Contrary to the Debtor’s contention, a judgment was entered against the Debtor as to the dischargeability of the debt in the Kentucky Bankruptcy Court. The Settlement Agreement is quite clear. It states that “Bezold agrees that the amounts due and owing on the note are not discharged or dischargeable by the orders of the U.S. Bankruptcy Court in Case No. 93-21349.” (See also Doc. 18, p. 2). The Settlement Agreement resulted in the dismissal of the State Court action. The Settlement Agreement was directly referenced in the Stipulated Entry of Dismissal filed in the Kentucky Bankruptcy Court Adversary Proceeding. The Stipulated Entry of Dismissal references that the issue is one of dischargeability of a debt under § 523(a)(9). The Stipulated Entry of Dismissal was signed by Bankruptcy Judge William Howard3. The Stipulated Entry of Dismissal states that the Debtor was to begin making payments to the Schultes in September 1994. If the parties had agreed and the Kentucky Bankruptcy Court had found that the debt was dischargeable, that statement would have been nonsensical.

The fact that the Adversary Proceeding was dismissed does not invalidate the finding of nondischargeability. The fact that the Adversary Proceeding was resolved by way of a negotiated settlement does not invalidate the finding of nondischargeability. See In re Laing, 31 F.3d 1050 (10th Cir.1994)(order by agreement has same effect as judgment on the merits) and In re Saler, 205 B.R. 737, 742, 749 (Bankr.E.D.Pa.1997); see also In re Zick, 100 B.R. 867, 869 (Bankr.E.D.Mich.1989)(if parties intend their settlement to bind them on certain issues and if the consent judgment reflects that intention, collateral estoppel will apply). This Court recognizes that, at least in this District, a large number of orders regarding dischargeability are entered without the matter proceeding to trial on the merits. Those orders are unquestionably valid.
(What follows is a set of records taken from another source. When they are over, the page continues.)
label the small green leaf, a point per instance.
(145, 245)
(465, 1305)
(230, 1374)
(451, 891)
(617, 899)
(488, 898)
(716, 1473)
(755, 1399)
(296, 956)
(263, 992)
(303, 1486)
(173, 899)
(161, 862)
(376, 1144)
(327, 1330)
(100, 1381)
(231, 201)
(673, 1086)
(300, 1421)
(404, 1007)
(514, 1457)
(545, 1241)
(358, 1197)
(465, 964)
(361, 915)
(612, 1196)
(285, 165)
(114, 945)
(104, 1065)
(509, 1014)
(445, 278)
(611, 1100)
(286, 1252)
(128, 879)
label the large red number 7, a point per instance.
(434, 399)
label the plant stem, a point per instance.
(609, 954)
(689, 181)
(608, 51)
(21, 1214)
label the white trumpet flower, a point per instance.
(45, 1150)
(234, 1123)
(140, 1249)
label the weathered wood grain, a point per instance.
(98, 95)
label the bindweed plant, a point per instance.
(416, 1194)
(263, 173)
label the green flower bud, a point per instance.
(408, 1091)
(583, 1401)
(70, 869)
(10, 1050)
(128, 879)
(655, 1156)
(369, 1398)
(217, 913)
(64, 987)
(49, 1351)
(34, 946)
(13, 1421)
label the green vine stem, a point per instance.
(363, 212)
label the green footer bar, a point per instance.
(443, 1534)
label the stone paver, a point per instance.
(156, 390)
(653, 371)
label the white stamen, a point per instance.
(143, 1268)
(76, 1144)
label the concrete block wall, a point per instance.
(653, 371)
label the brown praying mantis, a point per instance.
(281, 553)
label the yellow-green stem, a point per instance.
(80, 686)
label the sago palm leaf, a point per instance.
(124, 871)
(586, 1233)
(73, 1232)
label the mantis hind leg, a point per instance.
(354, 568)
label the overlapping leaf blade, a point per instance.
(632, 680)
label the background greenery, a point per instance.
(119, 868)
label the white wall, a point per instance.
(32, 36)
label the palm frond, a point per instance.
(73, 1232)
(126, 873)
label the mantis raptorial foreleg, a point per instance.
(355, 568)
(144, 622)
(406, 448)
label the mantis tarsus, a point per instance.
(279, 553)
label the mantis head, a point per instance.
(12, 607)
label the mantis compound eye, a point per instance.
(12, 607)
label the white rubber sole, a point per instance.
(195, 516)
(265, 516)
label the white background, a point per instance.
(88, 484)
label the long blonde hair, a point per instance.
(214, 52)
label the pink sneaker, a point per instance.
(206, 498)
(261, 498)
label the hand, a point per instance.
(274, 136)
Contrary to the Debtor’s contention, this is not a situation where the Schultes procured from the Debtor an unenforceable waiver of discharge relative to some unforeseen bankruptcy that might be filed in the future. See 11 U.S.C. § 524(a); see also In re Laing, 146 B.R. 482, 485 (Bankr.N.D.Okla.1992)(debtor bound by agreement in prior confirmed chapter 11 plan that debt nondischargeable), aff'd 1993 WL 732230 (N.D.Okla.1993), aff'd 31 [231]*231F.3d 1050 (10th Cir.1994).